PhishLang is a fully client-side, real-time anti-phishing framework using MobileBERT and ensemble methods to detect evolving phishing threats while preserving user privacy.

Contribution

It introduces the first lightweight, client-side phishing detection framework based on MobileBERT with a multi-modal ensemble approach for improved accuracy.

Findings

Outperforms popular anti-phishing tools in detection accuracy

Detects zero-day and evasive phishing attacks effectively

Operates entirely locally without external blocklists

Abstract

In this paper, we introduce PhishLang, the first fully client-side anti-phishing framework built on a lightweight ensemble framework that utilizes advanced language models to analyze the contextual features of a website's source code and URL. Unlike traditional heuristic or machine learning approaches that rely on static features and struggle to adapt to evolving threats, or deep learning models that are computationally intensive, our approach utilizes MobileBERT, a fast and memory-efficient variant of the BERT architecture, to capture nuanced features indicative of phishing attacks.

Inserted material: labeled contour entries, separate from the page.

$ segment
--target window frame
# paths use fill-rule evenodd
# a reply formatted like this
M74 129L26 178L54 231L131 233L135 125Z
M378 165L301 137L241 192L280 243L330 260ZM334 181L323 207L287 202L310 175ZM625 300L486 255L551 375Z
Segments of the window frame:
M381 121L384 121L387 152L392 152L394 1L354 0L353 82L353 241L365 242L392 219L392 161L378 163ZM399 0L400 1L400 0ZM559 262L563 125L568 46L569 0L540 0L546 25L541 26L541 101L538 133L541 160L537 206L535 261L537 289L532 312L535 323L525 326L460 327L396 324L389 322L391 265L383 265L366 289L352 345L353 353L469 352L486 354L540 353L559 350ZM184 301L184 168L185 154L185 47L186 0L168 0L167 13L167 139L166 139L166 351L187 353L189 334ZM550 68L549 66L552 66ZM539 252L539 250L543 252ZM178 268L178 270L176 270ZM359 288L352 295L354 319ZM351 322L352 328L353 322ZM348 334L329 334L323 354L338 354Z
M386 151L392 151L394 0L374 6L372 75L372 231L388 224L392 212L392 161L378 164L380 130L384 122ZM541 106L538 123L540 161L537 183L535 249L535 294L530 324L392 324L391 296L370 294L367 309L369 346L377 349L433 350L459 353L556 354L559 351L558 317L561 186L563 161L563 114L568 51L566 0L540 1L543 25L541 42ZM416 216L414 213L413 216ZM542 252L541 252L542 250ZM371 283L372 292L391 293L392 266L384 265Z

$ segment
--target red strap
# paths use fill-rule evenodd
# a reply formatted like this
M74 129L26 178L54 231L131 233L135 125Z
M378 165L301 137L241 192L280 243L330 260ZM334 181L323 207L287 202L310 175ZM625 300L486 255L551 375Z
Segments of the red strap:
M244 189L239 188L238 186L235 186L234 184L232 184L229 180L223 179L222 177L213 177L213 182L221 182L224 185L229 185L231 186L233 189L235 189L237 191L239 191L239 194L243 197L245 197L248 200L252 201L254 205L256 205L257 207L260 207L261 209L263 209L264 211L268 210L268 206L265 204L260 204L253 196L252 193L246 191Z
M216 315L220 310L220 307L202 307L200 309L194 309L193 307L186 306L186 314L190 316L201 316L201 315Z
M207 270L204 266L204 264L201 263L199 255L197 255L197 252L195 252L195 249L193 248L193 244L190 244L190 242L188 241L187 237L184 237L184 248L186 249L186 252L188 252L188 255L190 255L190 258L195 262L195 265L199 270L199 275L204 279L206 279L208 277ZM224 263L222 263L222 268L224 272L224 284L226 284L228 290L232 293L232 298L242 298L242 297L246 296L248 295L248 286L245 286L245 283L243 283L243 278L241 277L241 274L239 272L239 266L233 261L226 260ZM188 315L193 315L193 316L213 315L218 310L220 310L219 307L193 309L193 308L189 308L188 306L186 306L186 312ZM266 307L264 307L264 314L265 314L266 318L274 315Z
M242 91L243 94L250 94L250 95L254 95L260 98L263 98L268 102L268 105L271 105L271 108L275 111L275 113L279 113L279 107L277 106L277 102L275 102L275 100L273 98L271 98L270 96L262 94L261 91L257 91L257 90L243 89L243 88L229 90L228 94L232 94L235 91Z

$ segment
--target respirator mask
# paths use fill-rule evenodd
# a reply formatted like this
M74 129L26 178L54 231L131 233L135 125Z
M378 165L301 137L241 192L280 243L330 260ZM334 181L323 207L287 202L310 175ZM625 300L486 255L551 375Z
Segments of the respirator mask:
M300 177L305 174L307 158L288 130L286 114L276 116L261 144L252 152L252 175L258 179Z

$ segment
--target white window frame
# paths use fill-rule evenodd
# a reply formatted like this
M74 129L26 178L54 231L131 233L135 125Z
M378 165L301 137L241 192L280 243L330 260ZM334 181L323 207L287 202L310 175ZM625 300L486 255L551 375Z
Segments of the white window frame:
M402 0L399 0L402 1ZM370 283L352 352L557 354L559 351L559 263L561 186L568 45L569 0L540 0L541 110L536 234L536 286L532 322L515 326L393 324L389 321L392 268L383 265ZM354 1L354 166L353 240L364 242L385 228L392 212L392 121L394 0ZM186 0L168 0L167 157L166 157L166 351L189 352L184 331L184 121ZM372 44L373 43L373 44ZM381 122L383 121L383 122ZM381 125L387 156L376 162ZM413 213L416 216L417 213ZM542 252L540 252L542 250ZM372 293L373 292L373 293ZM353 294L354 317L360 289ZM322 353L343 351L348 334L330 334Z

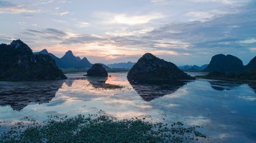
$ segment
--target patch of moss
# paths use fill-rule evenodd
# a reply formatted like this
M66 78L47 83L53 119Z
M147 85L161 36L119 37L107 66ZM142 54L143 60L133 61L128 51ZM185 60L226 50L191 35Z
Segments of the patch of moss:
M196 130L200 127L184 127L181 122L170 126L144 119L96 117L50 118L44 125L5 132L0 136L0 142L182 142L207 137Z

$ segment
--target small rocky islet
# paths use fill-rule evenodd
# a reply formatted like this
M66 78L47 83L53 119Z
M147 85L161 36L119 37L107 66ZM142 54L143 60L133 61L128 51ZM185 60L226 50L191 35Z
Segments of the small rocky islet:
M195 79L174 64L150 53L144 54L139 59L128 73L127 77L129 81Z
M108 72L100 64L93 64L92 68L87 71L87 76L108 77Z
M0 80L65 79L67 77L49 55L33 54L20 40L0 45Z

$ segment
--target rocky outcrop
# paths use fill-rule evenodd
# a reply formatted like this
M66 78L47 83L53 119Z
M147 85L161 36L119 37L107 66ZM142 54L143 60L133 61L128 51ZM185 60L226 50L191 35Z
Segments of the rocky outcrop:
M81 59L78 56L75 56L71 50L69 50L60 58L61 61L65 64L68 69L74 69L79 66Z
M246 70L254 70L256 71L256 56L251 59L250 62L245 66Z
M87 59L84 57L78 64L77 67L75 67L75 69L85 69L91 68L92 66L92 64L90 63L89 61Z
M212 72L218 71L224 72L239 72L244 69L243 62L233 55L223 54L215 55L212 56L209 65L203 72Z
M54 61L55 61L56 64L59 68L61 69L66 69L67 67L66 65L62 62L60 58L56 56L54 54L48 52L47 49L43 49L42 50L39 52L35 52L33 53L34 54L48 54L51 56Z
M91 69L87 71L87 75L88 76L99 76L99 77L106 77L108 76L108 72L99 64L93 64Z
M33 55L20 40L0 45L0 80L21 81L66 79L49 55Z
M105 68L105 69L110 69L110 68L108 66L106 66L106 65L103 64L102 63L96 63L96 64L99 64L101 65L101 66L102 66L102 67L103 67L104 68Z
M176 65L157 58L150 53L144 54L128 73L130 80L195 79Z
M108 66L111 68L131 69L135 64L135 63L128 62L127 63L119 63L109 64L108 65Z

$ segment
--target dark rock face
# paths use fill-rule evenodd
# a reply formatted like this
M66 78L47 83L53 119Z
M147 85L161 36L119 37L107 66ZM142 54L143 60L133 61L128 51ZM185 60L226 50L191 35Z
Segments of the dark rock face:
M215 55L212 56L209 65L203 72L219 71L224 72L239 72L244 69L243 62L233 55L223 54Z
M106 66L106 65L103 64L102 63L97 63L97 64L101 65L101 66L102 66L102 67L103 67L104 68L105 68L105 69L110 69L110 68L108 66Z
M88 76L106 77L108 76L108 72L99 64L93 64L92 67L87 71Z
M38 54L39 53L43 54L47 54L49 53L49 52L48 52L48 51L47 49L43 49L42 50L41 50L40 51L34 52L33 53L33 54Z
M60 58L62 62L65 63L67 68L73 69L79 66L81 59L78 56L75 56L71 50L69 50Z
M79 66L75 67L77 69L84 69L91 68L92 66L92 64L90 63L89 61L86 58L83 58L79 62Z
M60 58L56 56L55 55L51 53L49 53L47 49L43 49L42 50L39 52L35 52L33 53L34 54L48 54L51 56L54 61L55 61L56 64L59 68L66 69L67 68L66 66L64 63L63 63L61 60Z
M38 54L39 53L48 54L51 56L55 61L58 67L61 69L85 69L92 67L92 64L86 57L81 60L79 56L74 55L71 50L68 51L61 58L59 58L53 54L49 53L47 49L44 49L39 52L34 52L34 54Z
M151 53L144 54L132 68L127 76L128 80L195 79L179 69L176 65L160 59Z
M10 45L0 45L1 80L66 78L51 56L41 54L34 55L29 47L20 40L13 41Z
M250 62L245 66L247 70L256 70L256 56L251 59Z

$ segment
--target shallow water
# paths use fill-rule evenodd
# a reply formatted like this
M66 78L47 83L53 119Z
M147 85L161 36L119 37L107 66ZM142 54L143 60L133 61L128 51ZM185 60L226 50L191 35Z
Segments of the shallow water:
M68 74L68 79L59 81L0 82L0 131L25 118L41 122L50 115L72 117L102 110L119 119L146 117L202 125L210 138L198 142L256 141L255 84L203 79L130 84L126 72L110 73L108 79L83 74ZM102 89L104 83L124 88Z

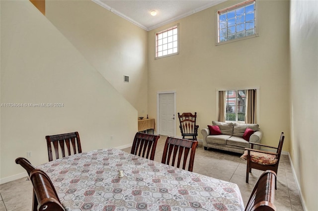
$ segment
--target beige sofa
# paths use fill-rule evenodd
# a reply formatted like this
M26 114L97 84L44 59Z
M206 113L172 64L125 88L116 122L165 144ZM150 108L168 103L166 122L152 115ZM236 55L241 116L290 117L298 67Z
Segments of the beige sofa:
M257 124L240 124L212 121L212 125L218 126L222 134L210 135L209 128L202 129L201 132L203 135L203 147L206 150L208 148L211 148L243 153L244 148L250 147L248 142L243 138L247 128L254 131L253 133L249 137L250 142L260 143L263 136L263 133L259 130L259 125ZM245 136L244 138L246 138ZM259 150L259 146L255 146L254 148Z

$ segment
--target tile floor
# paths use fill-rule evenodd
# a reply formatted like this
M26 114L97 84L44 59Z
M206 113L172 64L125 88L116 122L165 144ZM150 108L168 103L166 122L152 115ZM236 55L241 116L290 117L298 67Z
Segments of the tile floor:
M160 162L166 137L161 136L157 147L155 160ZM130 153L131 148L122 150ZM252 169L249 183L245 182L246 161L240 155L209 149L205 151L202 142L197 148L193 172L236 183L246 205L250 193L262 171ZM0 186L0 211L32 210L32 187L27 177ZM277 177L275 205L279 211L303 211L288 156L282 155Z

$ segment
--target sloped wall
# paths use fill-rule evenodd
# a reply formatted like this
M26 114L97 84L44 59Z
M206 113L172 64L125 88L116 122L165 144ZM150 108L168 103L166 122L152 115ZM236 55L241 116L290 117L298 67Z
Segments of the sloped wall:
M47 135L77 131L83 152L131 144L136 109L29 1L0 4L0 182L26 175L27 151L48 161Z
M122 96L148 113L147 32L91 0L49 0L46 16ZM124 75L129 83L123 82Z

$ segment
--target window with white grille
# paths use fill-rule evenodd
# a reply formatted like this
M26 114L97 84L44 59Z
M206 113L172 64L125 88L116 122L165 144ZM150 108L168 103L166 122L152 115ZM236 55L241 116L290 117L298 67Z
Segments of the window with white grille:
M217 11L217 44L255 37L255 0L248 0Z
M178 25L156 34L156 57L179 53Z

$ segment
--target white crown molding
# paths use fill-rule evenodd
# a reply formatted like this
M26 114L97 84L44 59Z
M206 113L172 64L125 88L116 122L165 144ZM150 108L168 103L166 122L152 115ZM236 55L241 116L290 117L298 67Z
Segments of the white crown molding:
M225 1L226 0L218 0L213 1L213 2L210 3L209 3L208 4L205 5L204 6L193 9L191 11L190 11L189 12L186 12L185 13L183 13L180 15L175 17L173 18L167 20L166 21L163 21L159 24L157 24L157 25L151 26L150 27L148 28L148 30L147 31L151 31L153 29L155 29L157 28L160 27L160 26L162 26L164 25L167 24L172 22L180 19L181 18L183 18L189 15L191 15L192 14L196 13L197 12L200 12L200 11L203 10L205 9L207 9L208 8L211 7L211 6L214 6L222 2Z
M170 19L169 20L167 20L165 21L163 21L159 24L157 24L157 25L155 25L154 26L152 26L150 27L146 27L146 26L144 26L143 24L140 24L140 23L138 22L137 21L136 21L135 20L130 18L129 17L128 17L127 16L124 15L124 14L121 13L121 12L119 12L118 11L116 10L116 9L113 8L112 7L108 6L108 5L107 5L106 4L105 4L105 3L101 2L100 0L91 0L92 1L94 2L95 3L97 3L97 4L101 6L102 6L103 7L105 8L105 9L107 9L108 10L114 13L114 14L116 14L116 15L122 17L123 18L124 18L125 19L126 19L127 20L128 20L128 21L130 21L131 22L132 22L132 23L133 23L134 24L140 27L140 28L145 29L145 30L146 30L147 31L149 31L151 30L152 30L153 29L155 29L156 28L159 28L160 26L162 26L164 25L168 24L169 23L171 23L171 22L173 21L175 21L176 20L179 20L180 19L181 19L182 18L184 18L185 17L186 17L187 16L189 15L191 15L193 14L194 14L195 13L197 13L198 12L199 12L200 11L202 11L204 9L207 9L208 8L211 7L211 6L214 6L215 5L217 5L218 4L219 4L221 2L224 2L226 0L216 0L213 1L213 2L211 2L210 3L207 4L206 5L205 5L204 6L197 8L196 9L193 9L191 11L190 11L189 12L186 12L185 13L183 13L180 15L179 15L178 16L175 17L173 18Z
M122 17L123 18L126 19L128 21L132 22L134 24L136 25L137 26L140 27L140 28L144 29L146 31L149 31L148 28L146 26L144 26L142 24L141 24L138 22L135 21L135 20L130 18L129 17L128 17L125 15L124 14L122 14L121 12L116 10L116 9L111 7L110 6L108 6L105 3L103 3L102 2L100 1L99 0L91 0L94 2L95 3L97 3L97 4L99 5L100 6L101 6L105 8L105 9L107 9L108 10L109 10L110 11L113 12L113 13Z

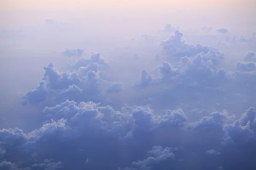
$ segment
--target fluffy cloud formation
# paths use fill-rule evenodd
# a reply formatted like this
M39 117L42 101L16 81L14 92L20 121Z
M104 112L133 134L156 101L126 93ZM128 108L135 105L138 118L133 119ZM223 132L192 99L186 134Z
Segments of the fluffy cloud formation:
M38 127L0 130L0 168L254 169L254 53L231 71L219 49L186 43L177 30L157 47L163 61L122 89L121 81L110 80L117 74L110 68L132 72L134 60L116 66L93 53L63 71L45 66L39 85L23 96L24 107L40 110Z
M81 57L84 51L84 50L80 48L77 48L76 50L66 48L66 50L61 52L61 54L64 57L72 57L74 56Z
M217 30L217 31L220 32L221 33L226 34L228 32L228 30L227 28L224 28L218 29Z
M39 85L24 95L23 103L36 105L50 100L56 104L67 99L97 102L97 99L103 97L105 93L118 93L121 84L108 82L101 77L104 75L100 70L105 63L99 54L93 54L90 59L82 57L70 65L73 72L59 72L50 62L44 68Z
M166 51L169 58L193 57L201 53L204 59L210 60L214 64L218 64L224 58L224 54L217 48L208 46L202 46L200 44L195 45L185 43L183 33L177 30L174 35L161 42L160 45Z

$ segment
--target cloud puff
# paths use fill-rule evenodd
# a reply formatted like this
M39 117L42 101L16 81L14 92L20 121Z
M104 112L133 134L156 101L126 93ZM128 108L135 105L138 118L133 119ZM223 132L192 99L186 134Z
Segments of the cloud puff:
M99 54L93 54L89 59L82 57L70 65L75 69L73 72L61 72L50 62L44 68L45 72L39 85L25 94L23 103L36 105L51 100L56 105L67 99L97 102L97 98L105 92L118 93L121 84L108 82L101 77L104 75L100 70L105 63Z
M246 62L253 61L255 60L254 57L255 56L255 53L253 51L249 51L246 54L246 55L244 58L244 61Z
M162 41L160 45L166 51L169 57L193 57L202 53L204 57L210 60L215 64L224 58L224 54L217 48L208 46L202 46L200 44L194 45L185 43L183 33L178 30L168 40Z
M223 33L223 34L226 34L228 32L228 30L227 28L220 28L220 29L218 29L217 30L217 32L220 32L221 33Z
M206 153L209 155L220 155L221 153L220 152L218 152L216 151L215 150L213 150L213 149L211 150L208 150L206 151Z
M61 52L61 53L64 57L72 57L74 56L81 57L84 51L84 50L80 48L77 48L76 50L66 48L66 50Z
M173 27L167 25L164 32ZM23 96L23 108L36 110L29 118L36 117L37 127L0 130L0 168L255 169L253 52L231 71L220 50L186 43L179 31L160 46L157 36L140 38L131 40L147 42L139 48L146 51L140 54L155 52L151 47L163 49L162 62L154 60L154 53L140 63L138 55L136 60L122 57L124 62L115 63L93 53L68 64L66 70L52 62L45 66L39 85ZM110 80L118 74L134 82L126 71L137 71L134 61L142 71L134 85L116 77ZM113 74L115 67L122 69Z

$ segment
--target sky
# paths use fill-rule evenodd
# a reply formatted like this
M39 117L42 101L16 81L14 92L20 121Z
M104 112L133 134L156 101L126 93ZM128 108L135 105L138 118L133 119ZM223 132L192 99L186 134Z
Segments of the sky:
M0 169L256 169L256 7L0 1Z

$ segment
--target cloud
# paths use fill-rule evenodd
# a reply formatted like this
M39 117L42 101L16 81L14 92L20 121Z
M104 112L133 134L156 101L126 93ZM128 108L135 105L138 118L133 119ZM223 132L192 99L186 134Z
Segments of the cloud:
M204 26L204 27L202 27L201 29L203 31L212 31L213 28L212 27L207 27Z
M204 35L207 45L192 42L212 33L202 29L209 32L167 25L113 51L97 45L103 55L67 48L64 56L79 58L58 57L66 65L44 61L41 79L26 87L24 105L4 110L2 117L13 124L0 130L0 169L255 169L253 48L217 48ZM248 51L243 59L234 55Z
M183 33L178 30L168 39L162 41L160 45L167 52L168 57L193 57L202 53L204 57L210 60L214 64L217 64L224 58L224 54L217 48L185 43Z
M100 64L99 64L99 62ZM108 82L102 78L104 73L100 70L105 65L99 54L93 54L89 59L82 57L70 65L74 70L60 72L50 62L44 67L42 81L35 90L30 90L23 96L23 104L28 102L37 105L46 100L53 104L64 102L67 99L97 102L105 93L118 93L121 84Z
M254 52L249 51L244 58L244 61L246 62L253 61L253 60L255 60L255 58L253 57L255 56L255 53Z
M70 57L74 56L81 57L84 51L84 50L80 48L77 48L76 50L75 49L71 50L70 48L66 48L66 50L61 52L61 53L64 57Z
M217 32L220 32L222 34L226 34L229 31L227 29L224 28L218 29L216 31Z
M206 153L209 155L220 155L221 153L220 152L218 152L216 151L215 150L213 150L213 149L211 150L208 150L206 151Z

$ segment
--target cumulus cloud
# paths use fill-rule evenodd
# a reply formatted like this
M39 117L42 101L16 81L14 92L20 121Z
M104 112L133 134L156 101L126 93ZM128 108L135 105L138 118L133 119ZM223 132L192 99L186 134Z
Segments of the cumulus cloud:
M229 31L227 29L224 28L218 29L216 31L218 31L218 32L220 32L221 33L222 33L222 34L226 34Z
M0 169L254 169L254 53L230 69L227 50L187 42L179 30L168 24L128 41L137 48L103 53L114 61L67 48L64 56L80 58L47 62L17 109L37 126L0 130Z
M255 60L255 53L253 51L249 51L244 58L244 61L246 62L253 61Z
M209 155L220 155L221 154L220 152L217 152L215 150L213 150L213 149L211 150L207 150L206 153Z
M64 57L72 57L74 56L81 57L84 51L84 50L80 48L77 48L76 50L66 48L66 50L61 52L61 54Z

To further enhance detection accuracy, PhishLang employs a multi-modal ensemble approach, combining both the URL and Source detection models. This architecture ensures robustness by allowing one model to compensate for scenarios where the other may fail, or if both models provide ambiguous inferences. As a result, PhishLang excels at detecting both regular and evasive phishing threats, including zero-day attacks, outperforming popular anti-phishing tools, while operating without relying on external blocklists and safeguarding user privacy by ensuring that browser history remains entirely local and unshared. We release PhishLang as a Chromium browser extension and also open-source the framework to aid the research community.